May/June is always a busy time of year around here. My job is at it's busiest during the summer (except for next week...it's the one slow week.) It's stressful and a major time suck, just when my personal life heats up and becomes even busier with end of school year functions. And this year I felt the pressure even more to be there for my kidlins, since they were milestone celebrations.
But what's really dragging me down is missing my husband. It's nothing big that causes it, but a million little things every day. Finding maggots in both of our outside trash cans, and knowing that I'll have to clean them out Wednesday night after the trash people come. Deep cleaning our "den" all by myself, and still having o take care the laundry and dinner. Seeing someone drive by on a motorcycle, and realizing that we won't be enjoying that freedom this summer. Trying to determine when we might be able to go to the beach and drive the jeep up on the sand and realizing how much work it will be alone. Not having my best friend to go out with, snuggle with, or throw up my hands and stalk out of the room from. And a zillion more. I think it's a combination of the (relatively) short time he has left in this deployment, and realizing at the same time that my favorite season will be gone by the time he does come home. I never realized before how much I loved summer, and the many things we do as a family and couple. And I'm missing that.

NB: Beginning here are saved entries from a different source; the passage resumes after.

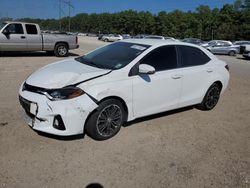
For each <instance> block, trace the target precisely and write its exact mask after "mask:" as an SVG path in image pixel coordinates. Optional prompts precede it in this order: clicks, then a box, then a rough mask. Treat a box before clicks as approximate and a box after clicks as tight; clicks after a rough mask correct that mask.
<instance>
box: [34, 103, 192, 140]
mask: <svg viewBox="0 0 250 188" xmlns="http://www.w3.org/2000/svg"><path fill="white" fill-rule="evenodd" d="M192 109H194V106H189V107H184V108H180V109H176V110H171V111H167V112H162V113H159V114H154V115H150V116H146V117H142V118H138V119H135V120H133V121H131V122H128V123H125V124H124V125H123V127H129V126H132V125H135V124H137V123H140V122H144V121H148V120H153V119H157V118H161V117H164V116H170V115H173V114H177V113H180V112H185V111H188V110H192ZM36 132H37V134H38V135H40V136H44V137H47V138H52V139H55V140H62V141H73V140H80V139H83V138H84V137H85V134H80V135H74V136H57V135H52V134H48V133H44V132H40V131H36Z"/></svg>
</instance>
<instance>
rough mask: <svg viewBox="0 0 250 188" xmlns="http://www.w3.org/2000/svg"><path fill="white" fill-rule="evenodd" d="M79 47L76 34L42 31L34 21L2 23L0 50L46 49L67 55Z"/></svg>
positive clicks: (0, 31)
mask: <svg viewBox="0 0 250 188" xmlns="http://www.w3.org/2000/svg"><path fill="white" fill-rule="evenodd" d="M78 47H79V45H78V38H77V36H74V35H66V34H48V33H41V30H40V27H39V25H38V24H34V23H24V22H3V23H0V52H4V51H46V52H48V53H50V54H54V55H56V56H58V57H65V56H68V52H69V50H71V49H76V48H78Z"/></svg>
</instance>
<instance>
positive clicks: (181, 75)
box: [172, 74, 183, 79]
mask: <svg viewBox="0 0 250 188" xmlns="http://www.w3.org/2000/svg"><path fill="white" fill-rule="evenodd" d="M182 77H183V75H180V74H175V75H173V76H172V78H173V79H180V78H182Z"/></svg>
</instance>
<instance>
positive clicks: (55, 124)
mask: <svg viewBox="0 0 250 188" xmlns="http://www.w3.org/2000/svg"><path fill="white" fill-rule="evenodd" d="M53 127H54V128H55V129H58V130H61V131H64V130H66V128H65V126H64V123H63V120H62V117H61V116H60V115H57V116H55V118H54V121H53Z"/></svg>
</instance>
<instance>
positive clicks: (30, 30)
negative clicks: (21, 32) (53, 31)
mask: <svg viewBox="0 0 250 188" xmlns="http://www.w3.org/2000/svg"><path fill="white" fill-rule="evenodd" d="M25 28H26V31H27V34H30V35H36V34H37V29H36V26H35V25H31V24H25Z"/></svg>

On top of that, I had to have fillings replaced twice over the last two weeks, and yesterdays was a major suck...of time, energy, and happiness. It was a hour and half procedure, during which I fought to not hyperventilate or pass out. And my mouth continued to hurt for hours after the numbness wore off. Dinner consisted of grilled cheese and a milkshake. And for a few minutes, I sat there and wallowed in the self-pity that I still had to take Monster to Martial Arts, get them showered and fed and tucked in bed, because I'm currently a single parent. But then I was reminded how lucky I am.
He may be a world away from me tonight, but he loves me. And we are in this together, no matter what. When this deployment ends, he will come home to me. And I will get the chance to fight and yell and love and touch him. There are others that don't get that chance.